What does Dataloop do?
Dataloop AI is on a mission to provide an all-in-one platform for AI/GenAI lifecycle management, specializing in unstructured data. Our platform offers advanced data management, annotation tools, MLOps workflows, and data pipelines for seamless development and production. Dataloop empowers organizations with a unique ML applications marketplace to easily deploy AI/GenAI solutions.
About the position:
We’re growing and we need people who are experienced in devops positions to help us grow faster and bigger
We expect this position to be taken by someone who is ready to tackle big production systems and wants to learn what it takes to scale a system greatly, manage it, maintain it, and keep it operational at all times
This includes, but is not limited to, suggesting, planning and executing tasks that will help achieve this goal.
Key Responsibilities:
- Cloud Infrastructure Management: Provision, manage, and optimize resources across Azure (preferred), AWS, and GCP, ensuring high availability, cost-efficiency, and performance.
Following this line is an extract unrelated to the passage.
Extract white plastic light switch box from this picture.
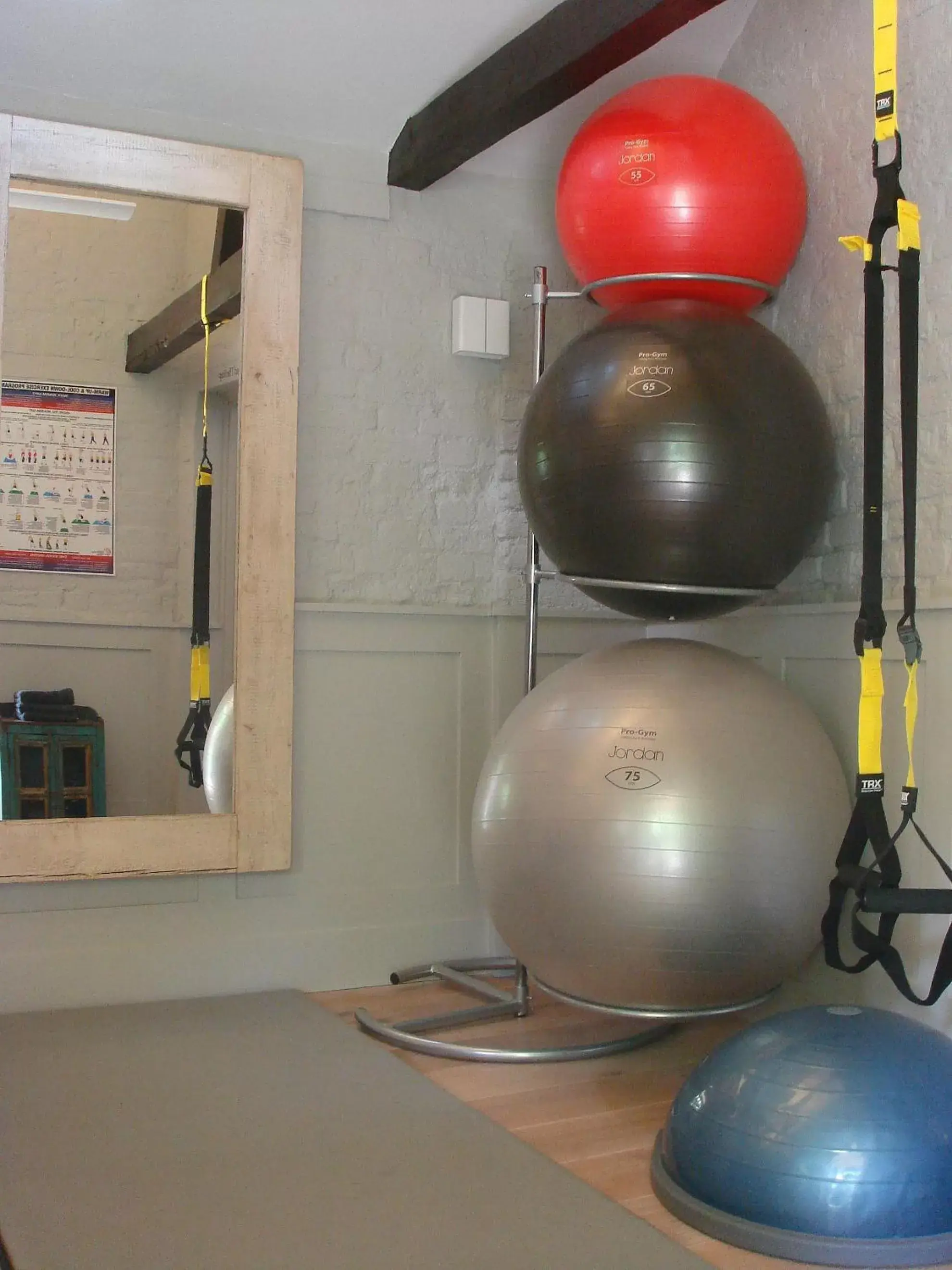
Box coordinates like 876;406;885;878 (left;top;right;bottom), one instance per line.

- Kubernetes Orchestration: Architect and operate advanced Kubernetes environments — both managed (AKS, EKS, GKE) and on-prem (RKE, Rancher, OpenShift).
- CI/CD Engineering: Develop and manage robust CI/CD pipelines using Bitbucket Pipelines, Argo Workflows, and Jenkins, automating build-test-deploy workflows.
- Monitoring & Logging: Implement and manage monitoring systems with Prometheus, Grafana, and centralized logging with ELK/EFK stacks.
- Infrastructure Automation: Leverage Terraform, Ansible, and scripting (Python/Bash) to build and manage infrastructure as code (IaC).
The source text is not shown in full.